I am problem-prone this month, and these beads demonstrate the general chaos of my life as I hop around between Edmonton, Sioux Falls and Vancouver, still trying to find time to make beads on Saturdays and do normal life things. You can see in the picture above that I accidentally reduced the bead with the TerraNova2 frit on it -- that's why the frit looks all red and gross. I also included the wrong reducing silver glass bead in this set of test results having mixed up my beads for Maraschino and Valentine like a big boob. I've semi-fixed it below by including a separate photograph of the right bead, the same way I did in my results for Maraschino. Thank goodness I only made one set of test beads last week.
On top of Valentine, Silver Leaf sort of spreads out and takes on a rather pretty brown/beige mottled appearance. When the silver is subsequently reduced and encased, it forms a brownish/blueish coating under the clear that is not really all that attractive.
I am not used to working with Natural Gas and Liquid Oxygen, and I guess I had a reducing flame when I made the test bead with TerraNova2 frit, because all that weird redness showed up.
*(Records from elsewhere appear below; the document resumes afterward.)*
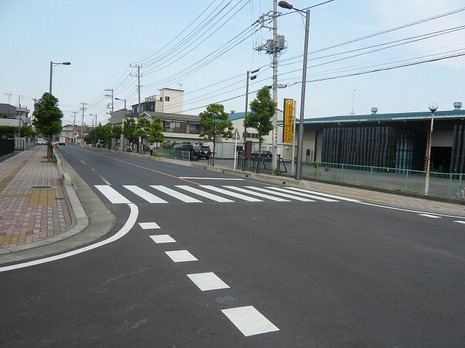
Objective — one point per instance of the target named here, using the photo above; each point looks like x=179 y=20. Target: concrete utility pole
x=82 y=124
x=273 y=47
x=275 y=87
x=112 y=98
x=138 y=84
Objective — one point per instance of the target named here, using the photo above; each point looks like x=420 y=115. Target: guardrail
x=441 y=184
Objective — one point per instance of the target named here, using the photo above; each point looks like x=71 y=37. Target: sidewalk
x=33 y=203
x=37 y=208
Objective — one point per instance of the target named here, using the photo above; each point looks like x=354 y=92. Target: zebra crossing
x=161 y=194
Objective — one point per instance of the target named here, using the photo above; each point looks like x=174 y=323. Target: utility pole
x=19 y=117
x=112 y=98
x=74 y=127
x=138 y=85
x=82 y=123
x=275 y=88
x=274 y=48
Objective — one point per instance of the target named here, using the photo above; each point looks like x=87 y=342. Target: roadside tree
x=47 y=119
x=155 y=132
x=216 y=123
x=262 y=109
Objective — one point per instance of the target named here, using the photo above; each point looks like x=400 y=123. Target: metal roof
x=375 y=117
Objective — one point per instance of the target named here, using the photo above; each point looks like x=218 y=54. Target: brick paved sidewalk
x=33 y=205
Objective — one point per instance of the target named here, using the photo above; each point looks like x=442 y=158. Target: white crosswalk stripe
x=286 y=195
x=223 y=194
x=173 y=193
x=303 y=194
x=149 y=197
x=232 y=194
x=208 y=195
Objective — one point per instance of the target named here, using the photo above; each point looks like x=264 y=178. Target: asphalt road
x=226 y=272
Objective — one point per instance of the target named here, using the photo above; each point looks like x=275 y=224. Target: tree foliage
x=261 y=113
x=216 y=123
x=47 y=118
x=155 y=131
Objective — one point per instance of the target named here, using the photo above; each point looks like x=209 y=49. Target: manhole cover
x=227 y=300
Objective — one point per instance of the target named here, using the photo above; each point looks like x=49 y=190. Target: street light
x=253 y=77
x=432 y=107
x=124 y=100
x=284 y=4
x=51 y=72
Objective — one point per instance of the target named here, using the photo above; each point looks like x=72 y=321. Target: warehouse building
x=398 y=140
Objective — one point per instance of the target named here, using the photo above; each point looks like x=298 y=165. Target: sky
x=396 y=55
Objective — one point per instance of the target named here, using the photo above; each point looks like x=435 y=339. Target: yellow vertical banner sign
x=288 y=128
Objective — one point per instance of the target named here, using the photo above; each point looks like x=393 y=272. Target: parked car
x=205 y=152
x=193 y=150
x=263 y=154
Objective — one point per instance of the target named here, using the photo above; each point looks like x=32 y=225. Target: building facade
x=397 y=140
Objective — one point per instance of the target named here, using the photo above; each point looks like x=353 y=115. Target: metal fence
x=441 y=185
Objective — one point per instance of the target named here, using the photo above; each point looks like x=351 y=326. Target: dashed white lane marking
x=206 y=178
x=149 y=225
x=208 y=195
x=162 y=238
x=430 y=216
x=113 y=196
x=208 y=281
x=181 y=196
x=181 y=256
x=258 y=194
x=232 y=194
x=149 y=197
x=249 y=321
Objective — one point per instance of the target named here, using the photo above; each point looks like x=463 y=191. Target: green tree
x=155 y=132
x=141 y=130
x=215 y=122
x=47 y=118
x=129 y=129
x=260 y=117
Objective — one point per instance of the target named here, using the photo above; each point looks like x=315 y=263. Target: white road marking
x=181 y=256
x=149 y=197
x=113 y=196
x=149 y=225
x=208 y=281
x=249 y=321
x=130 y=222
x=326 y=195
x=232 y=194
x=162 y=238
x=176 y=194
x=285 y=195
x=303 y=193
x=204 y=178
x=258 y=194
x=430 y=216
x=205 y=194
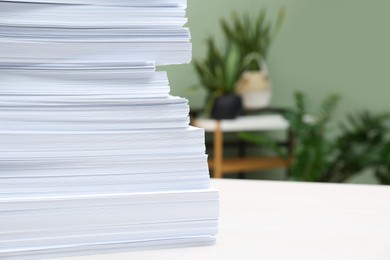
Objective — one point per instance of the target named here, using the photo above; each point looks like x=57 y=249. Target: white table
x=293 y=221
x=219 y=165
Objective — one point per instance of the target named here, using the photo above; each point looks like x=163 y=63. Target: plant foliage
x=254 y=36
x=362 y=143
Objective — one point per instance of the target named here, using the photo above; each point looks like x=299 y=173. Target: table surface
x=244 y=123
x=294 y=221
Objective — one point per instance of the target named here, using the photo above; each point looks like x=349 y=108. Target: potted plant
x=218 y=74
x=254 y=37
x=362 y=143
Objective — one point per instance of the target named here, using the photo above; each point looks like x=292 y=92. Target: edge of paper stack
x=95 y=155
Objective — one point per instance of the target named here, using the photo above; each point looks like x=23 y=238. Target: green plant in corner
x=253 y=36
x=219 y=71
x=310 y=155
x=362 y=143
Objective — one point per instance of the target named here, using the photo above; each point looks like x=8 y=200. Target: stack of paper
x=95 y=155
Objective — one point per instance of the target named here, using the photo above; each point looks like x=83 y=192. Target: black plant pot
x=226 y=107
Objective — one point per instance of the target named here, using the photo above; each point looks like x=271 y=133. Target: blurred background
x=322 y=48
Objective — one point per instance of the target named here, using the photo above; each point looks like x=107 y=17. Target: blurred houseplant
x=218 y=73
x=255 y=37
x=362 y=143
x=247 y=43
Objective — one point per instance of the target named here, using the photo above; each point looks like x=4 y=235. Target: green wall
x=332 y=46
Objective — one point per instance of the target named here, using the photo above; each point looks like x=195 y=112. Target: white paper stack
x=95 y=155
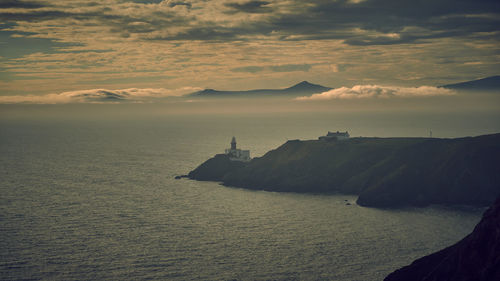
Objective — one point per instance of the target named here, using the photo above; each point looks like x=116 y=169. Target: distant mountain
x=485 y=84
x=301 y=89
x=476 y=257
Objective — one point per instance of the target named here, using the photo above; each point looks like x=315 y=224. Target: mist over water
x=93 y=197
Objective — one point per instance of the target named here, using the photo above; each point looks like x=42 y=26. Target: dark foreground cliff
x=384 y=172
x=474 y=258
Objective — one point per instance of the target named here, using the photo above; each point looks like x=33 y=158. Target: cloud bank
x=376 y=91
x=133 y=95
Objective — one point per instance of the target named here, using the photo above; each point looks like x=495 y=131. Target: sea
x=95 y=198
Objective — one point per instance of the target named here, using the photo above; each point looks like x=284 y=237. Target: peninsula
x=383 y=172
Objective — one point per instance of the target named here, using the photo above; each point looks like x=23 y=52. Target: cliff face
x=476 y=257
x=384 y=172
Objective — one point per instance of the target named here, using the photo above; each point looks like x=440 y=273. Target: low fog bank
x=447 y=116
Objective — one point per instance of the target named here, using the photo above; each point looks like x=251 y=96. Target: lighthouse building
x=236 y=154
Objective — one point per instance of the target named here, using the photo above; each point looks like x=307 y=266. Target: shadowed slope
x=476 y=257
x=384 y=172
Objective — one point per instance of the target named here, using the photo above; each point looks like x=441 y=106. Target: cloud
x=250 y=7
x=375 y=91
x=20 y=4
x=99 y=96
x=274 y=68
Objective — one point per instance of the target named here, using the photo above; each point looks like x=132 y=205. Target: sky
x=55 y=49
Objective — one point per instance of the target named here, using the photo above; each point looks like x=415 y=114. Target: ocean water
x=96 y=199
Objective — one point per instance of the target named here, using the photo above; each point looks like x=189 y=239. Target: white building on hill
x=236 y=154
x=335 y=136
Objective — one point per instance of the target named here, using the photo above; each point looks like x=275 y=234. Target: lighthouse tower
x=236 y=154
x=233 y=143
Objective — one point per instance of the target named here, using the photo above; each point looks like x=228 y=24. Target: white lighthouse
x=236 y=154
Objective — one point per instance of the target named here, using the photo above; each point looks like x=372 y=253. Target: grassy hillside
x=384 y=172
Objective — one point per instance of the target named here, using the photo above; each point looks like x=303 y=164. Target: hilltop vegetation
x=384 y=172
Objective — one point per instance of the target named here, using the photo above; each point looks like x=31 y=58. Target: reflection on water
x=97 y=200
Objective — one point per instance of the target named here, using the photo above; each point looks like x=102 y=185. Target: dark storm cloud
x=20 y=4
x=248 y=69
x=274 y=68
x=179 y=3
x=290 y=67
x=249 y=7
x=412 y=20
x=370 y=22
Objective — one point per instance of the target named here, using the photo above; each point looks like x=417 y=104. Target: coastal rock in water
x=215 y=169
x=384 y=172
x=474 y=258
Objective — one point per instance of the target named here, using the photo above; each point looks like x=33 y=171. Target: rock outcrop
x=474 y=258
x=384 y=172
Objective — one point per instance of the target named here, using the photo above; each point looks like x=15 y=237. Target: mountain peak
x=306 y=85
x=488 y=83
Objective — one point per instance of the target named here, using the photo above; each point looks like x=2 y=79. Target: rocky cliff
x=384 y=172
x=474 y=258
It seems like Valentine would be a better base for striking silver glass than I've really demonstrated here, but I can't prove it since I buggered my test up.
If you read my test results for Maraschino, you know that I'm a big dummy and I got the reducing silver glass bead mixed up when I was taking the pictures. Here's the real Valentine bead:
I like the way the frit developed at the edges, and the blues/greens on red are always striking.
Here we have Valentine with Tuxedo, Copper Green, Opal Yellow, Ivory and Peace. It seems like a pretty stable colour with not all that much in the way of reactions to report, but I did observe a few strange things:
Copper Green doesn't separate with Valentine or develop a really distinct dark line reaction, but it does look curiously mottled, with a pinkish haze developing on the surface of it on both of these beads.
Opal Yellow develops a mottled brown line reaction when used on top of Valentine, but not uniformly. This is sort of a cool effect, almost like a tea stain line. This reaction is NOT reciprocated when Valentine is used on top of Opal Yellow, which is sort of curious.
Peace separates fairly dramatically when used on top of Valentine, but when you use Valentine on top of Peace, nothing strange happens at all.